“We can’t offer salaries, and sometimes not even a ride home. But we’re still here.”
This statement, shared by a young organiser during our fieldwork, captures the spirit of Bangladesh’s youth-led civil society as resourceful, committed, and yet operating largely without formal recognition.
As part of a qualitative research project at BIGD, we engaged with youth-led groups across Bangladesh, from the southern wetlands of Khulna to the remote hills of Rangamati. These organisations are running food banks, offering education to indigenous children, supporting mental health initiatives, and raising legal awareness for hijra communities. Most rely entirely on volunteer labour, borrowed space, and crowdfunding. Their reach is impressive, but their legitimacy remains unacknowledged.
Filling the Gaps Where Institutions Fall Short
In our interviews, youth leaders described a wide range of grassroots work, from facilitating legal support for vulnerable populations to creating platforms for indigenous women to navigate customary legal systems. Others provide services in urban centres that respond to gaps in food security or healthcare access.
These activities go beyond charity. They are forms of local governance, often stepping in where the state or formal NGOs cannot or do not operate. However, these initiatives frequently run into institutional roadblocks. Bureaucratic barriers, lack of donor access, and safety concerns, including both physical and digital, pose daily challenges. These young people are not only providing services but doing so while navigating an environment of heightened risk.
Civic Work Without Civic Protection
Many groups operate without legal registration, either because they cannot afford it or because registration is denied based on political sensitivities. For instance, groups that use terms like “indigenous” have reported repeated pushbacks from authorities.
Several organisers shared experiences of harassment on both online and offline platforms due to their advocacy work. Some avoid using identifiable digital tools, fearing surveillance or backlash. Others have had websites taken down or social media accounts flagged. In one case, a group’s cloud storage was hacked, compromising their documentation.
These risks are compounded by structural exclusion. Youth-led initiatives often lack the legal knowledge or institutional connections to navigate complex registration procedures. Traditional donor models tend to favour established NGOs with formal governance structures, leaving informal collectives out of funding opportunities. Additionally, youth groups are often seen as inexperienced or informal, despite their deep engagement with community realities.
Digital Tools: A Source of Strength and Risk
Technology has enabled youth organisers to coordinate, mobilise, and build networks efficiently. They use widely accessible tools like WhatsApp, Facebook, and Google Drive to organise volunteers and share information. These digital platforms have also helped them build trust with small donors and local allies.
Yet increased digital presence has also made these groups more vulnerable.
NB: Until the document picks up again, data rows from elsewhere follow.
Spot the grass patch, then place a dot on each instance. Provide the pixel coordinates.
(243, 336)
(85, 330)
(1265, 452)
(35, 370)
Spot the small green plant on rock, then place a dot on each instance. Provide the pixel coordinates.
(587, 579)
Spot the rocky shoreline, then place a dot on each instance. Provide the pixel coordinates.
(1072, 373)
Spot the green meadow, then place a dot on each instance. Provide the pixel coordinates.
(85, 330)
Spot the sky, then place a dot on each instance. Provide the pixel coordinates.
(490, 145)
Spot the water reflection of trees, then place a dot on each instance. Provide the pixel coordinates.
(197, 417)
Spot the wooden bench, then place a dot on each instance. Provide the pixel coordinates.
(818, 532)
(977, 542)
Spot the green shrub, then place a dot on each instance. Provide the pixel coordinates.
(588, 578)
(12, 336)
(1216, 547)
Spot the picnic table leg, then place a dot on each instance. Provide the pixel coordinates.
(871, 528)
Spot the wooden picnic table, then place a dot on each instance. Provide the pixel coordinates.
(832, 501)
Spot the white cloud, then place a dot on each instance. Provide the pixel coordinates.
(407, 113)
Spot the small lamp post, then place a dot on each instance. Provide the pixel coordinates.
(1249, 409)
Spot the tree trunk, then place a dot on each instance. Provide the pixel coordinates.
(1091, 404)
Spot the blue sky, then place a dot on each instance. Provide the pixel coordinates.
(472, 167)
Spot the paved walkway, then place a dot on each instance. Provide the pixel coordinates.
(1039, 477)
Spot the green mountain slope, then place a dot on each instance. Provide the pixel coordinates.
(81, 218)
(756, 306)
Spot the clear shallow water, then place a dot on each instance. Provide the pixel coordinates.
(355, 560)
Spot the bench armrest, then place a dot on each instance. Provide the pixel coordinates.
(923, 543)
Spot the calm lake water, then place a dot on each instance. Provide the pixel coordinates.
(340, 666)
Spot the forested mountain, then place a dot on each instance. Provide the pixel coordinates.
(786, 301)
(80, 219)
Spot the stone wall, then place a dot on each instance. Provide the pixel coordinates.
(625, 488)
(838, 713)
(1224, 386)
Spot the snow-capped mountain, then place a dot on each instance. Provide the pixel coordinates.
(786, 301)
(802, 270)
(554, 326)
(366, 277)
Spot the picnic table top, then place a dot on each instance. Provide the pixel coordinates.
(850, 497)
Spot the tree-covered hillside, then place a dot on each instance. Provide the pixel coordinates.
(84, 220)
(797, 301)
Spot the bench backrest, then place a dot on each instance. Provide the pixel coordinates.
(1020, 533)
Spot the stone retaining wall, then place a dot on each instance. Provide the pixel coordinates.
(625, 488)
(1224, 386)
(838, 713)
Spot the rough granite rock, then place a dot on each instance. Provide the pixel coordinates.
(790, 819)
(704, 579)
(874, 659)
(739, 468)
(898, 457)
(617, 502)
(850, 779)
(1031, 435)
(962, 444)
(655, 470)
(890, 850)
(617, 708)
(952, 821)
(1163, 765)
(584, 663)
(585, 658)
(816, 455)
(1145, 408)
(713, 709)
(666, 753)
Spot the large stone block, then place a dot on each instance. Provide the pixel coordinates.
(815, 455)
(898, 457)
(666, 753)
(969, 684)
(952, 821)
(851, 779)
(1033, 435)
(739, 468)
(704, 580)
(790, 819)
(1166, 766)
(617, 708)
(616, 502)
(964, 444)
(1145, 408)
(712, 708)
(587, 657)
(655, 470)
To manage this, many have adapted their practices—for example, using pseudonyms online, disabling location data, and delaying public communication about events. Visibility brings credibility, but it also brings risk.
As one youth leader noted, “We thought the political shift in 2024 would open space for us. But now we are more cautious than ever.”
Moving Beyond Resilience
Bangladesh’s youth-led civic actors do not need more praise for their resilience. What they need are structural mechanisms that recognise their contributions and support their work.
During our fieldwork, several proposals emerged repeatedly. These included simplified registration processes, youth-focused microgrants with minimal reporting requirements, and policy spaces that allow for meaningful yet not symbolic youth participation in executive boards. Many groups already demonstrate strong capacity in areas such as digital campaigning, participatory education, and community-based monitoring. Rather than imposing external models, support frameworks should build on these existing strengths.
This is not about charity. It is about recognising and enabling a segment of civil society that is already performing critical work.
A Moment for Meaningful Support
Youth-led civil society in Bangladesh is not waiting for approval; it is already active, often in challenging and under-resourced settings. Whether through disaster response, interfaith dialogue, or social justice campaigns, these groups are addressing urgent local needs.
Yet the civic space they inhabit is fragile. The legal and political burden disproportionately falls on those who are young, passionate, and often least protected. If policymakers, donors, and institutions continue to overlook these actors, we risk not only undermining their potential but also reinforcing the very inequalities they are working to change.
International frameworks such as Sustainable Development Goal 16, which advocates for inclusive institutions and civic participation, offer useful reference points. But meaningful change must begin by supporting those who are already leading from the ground up.
“We didn’t want to be heroes,” one organiser told us. “We just couldn’t look away.”
That refusal to look away speaks volumes. Now, it is time for institutions to do the same.